Referendum Timing

Now the Supreme Court has cleared the sale of Mighty River Power, I expect the taxpayer funded gathering of petition signatures will be presented to Parliament, and Labour and Greens will call for no partial sales to occur until after the referendum.

The response to that should be when will Labour and Greens vote to repeal or amend the anti-smacking law, which 85%  of New Zealanders rejected in a referendum? You can’t claim referenda should triumph over election results in one case, but not in another.

Anyway what is the possible timing of the waste of money that Labour and Greens have forced on us. It is appalling that the Greens used taxpayer funding to hire peopel to collect signatures. CIRs are meant to be about citizens petitioning Parliament, not parliamentary parties using taxpayer funding to re litigate election results.

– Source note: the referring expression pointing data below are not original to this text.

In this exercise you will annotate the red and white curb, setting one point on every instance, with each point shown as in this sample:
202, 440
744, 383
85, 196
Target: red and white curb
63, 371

The Clerk of the House has two months to audit the petition, estimate duplicate or invalid signatures and certify if it has made the 10% threshold. It will of course make it, as the taxpayer funded collectors make it easy to do. If presented in March 2013, then expect certification in May 2013.

If for some reason they do fall short, then they have two further months to collect more signatures and repeat the process. So resubmission would be by July 2013 and certification by September 2013.

If it is certified in May 2013, the Speaker announces it to the House and the Government has one month to decide when the referendum will be held. The referendum must be held within 12 months of the Speaker’s announcement so no later than May 2014.

75% of Parliament could delay the referendum beyond 12 months.

The referendum would almost certainly be a postal referendum, which will mean a three week voting period starting and finishing on a Friday.